Fascinating. :) Sent them an e-mail asking for an unblock. You may wish to try over HTTPS, which can give a different result sometimes.
Did you see the article the other day about Google working to create a filter "to eliminate child pornography" that can be shared by every search engine, photo host, etc.? Can't wait to see what they expand that to... "photos promoting violence," "photos that hurt people's feelings," and of course, "oops that one accidentally got blocked, I don't know how that happened! ;)" All coming soon if we blink for a second.
One of the articles here stated that FISA is not a court but a group of judges that have signed up to do this FISA court thing. So when there is a request for wiretap/search - they get called up on the phone and they have to be in reasonably secure location to answer and either allow of disallow search verbally.
Thanks, score! I always believe that I can make a difference, and that we all can. It's just a matter of taking a bunch of your time, putting yourself out there, and doing it.
The FISA court isn't meant to be a public courtroom, hence it's location isn't public.
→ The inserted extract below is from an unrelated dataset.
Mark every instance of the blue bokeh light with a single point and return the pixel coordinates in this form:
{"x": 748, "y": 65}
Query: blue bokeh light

Sorry but HN has jumped the shark lately with all of these NSA related posts, they seem to just be slapped together to elicit some kind of knee jerk outrage.
If one was actually concerned about the FISA courts location vs. just piling on with another "government bad" post on HN a little research would tell you that it is on the top floor of the Justice Department building. Source: my copy of Shadow Factory by James Bamford. Page 113. Published 2008.
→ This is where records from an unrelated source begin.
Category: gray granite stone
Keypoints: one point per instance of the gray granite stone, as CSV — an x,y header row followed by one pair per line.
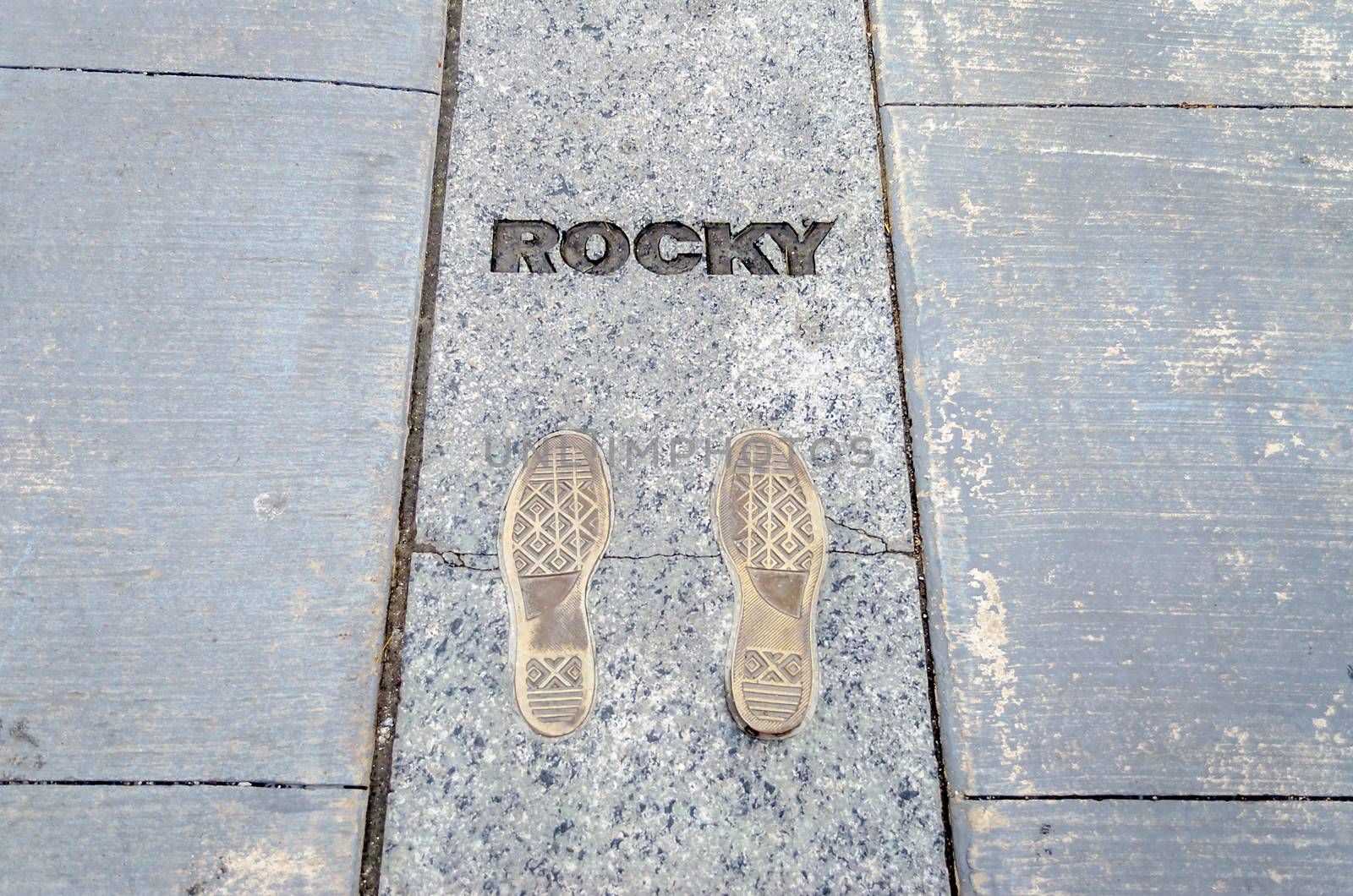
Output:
x,y
638,112
660,792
But why is the FISA Court secret? What? They think the terrorists will get mad they allow the US government to spy on all Americans?
Come on. Let's be real here. There's only one real reason for that, and that's because they don't want the normal public to know just how far the spying and skirting of the Constitution goes.
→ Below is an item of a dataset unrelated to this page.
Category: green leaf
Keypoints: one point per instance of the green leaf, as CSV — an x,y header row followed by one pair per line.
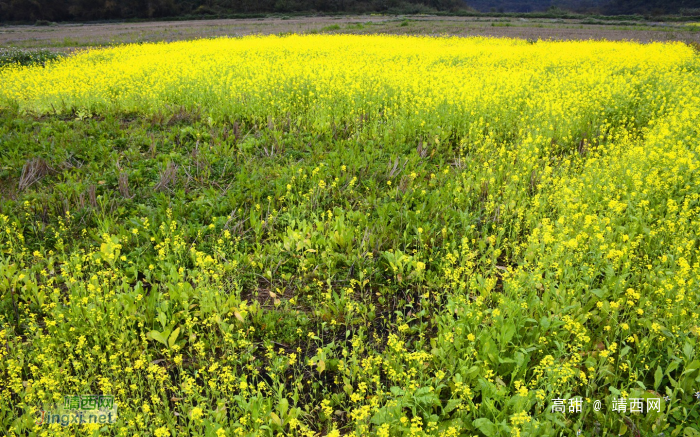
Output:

A country with secret courts and secret laws and rulings is not a free country.
Why are is the FISA court secret? Because if the CIA went into a courtroom that was open to the public and asked for a warrant that was part of a legitimate investigation into a group planning an attack on the general public, then there is a good chance that the group could find out about it.
>Because if the CIA went into a courtroom that was open to the public and asked for a warrant that was part of a legitimate investigation into a group planning an attack on the general public, then there is a good chance that the group could find out about it.
You must consider there are reasons that the Rules are drafted in such a way, 1. they are Constitutional protections, 2. they are based on the collective jurisprudence.
I do not believe what is mentioned in the Rule is the existing procedure for filing "under seal" which has been created to take into account everything under the sun that should not be available for public examination: such as terrorist activities, names of minors, child pornography, ect...
The reason FISA exists at all is that the concept of the CIA going into court for a warrant to spy on foreigners is nonsensical. Foreigners don't have standing in federal court, and the CIA is not bound by the rules of federal procedure.
The point of FISA is to ensure that U.S. citizens are not swept up in intelligence activities that should be targetted solely at foreigners. If it operated properly, it would not matter much to U.S. citizens that it is secret.
Obviously it's not operating properly now--in part because of overreach by intelligence agencies, and in part because their oversight powers were reduced by Congress following 9/11.
Have we forgotten this already?
If courts have found that national security concerns override any law and something is a national security concern merely on the say so of the executive branch then is there any constraint on executive branch power at all?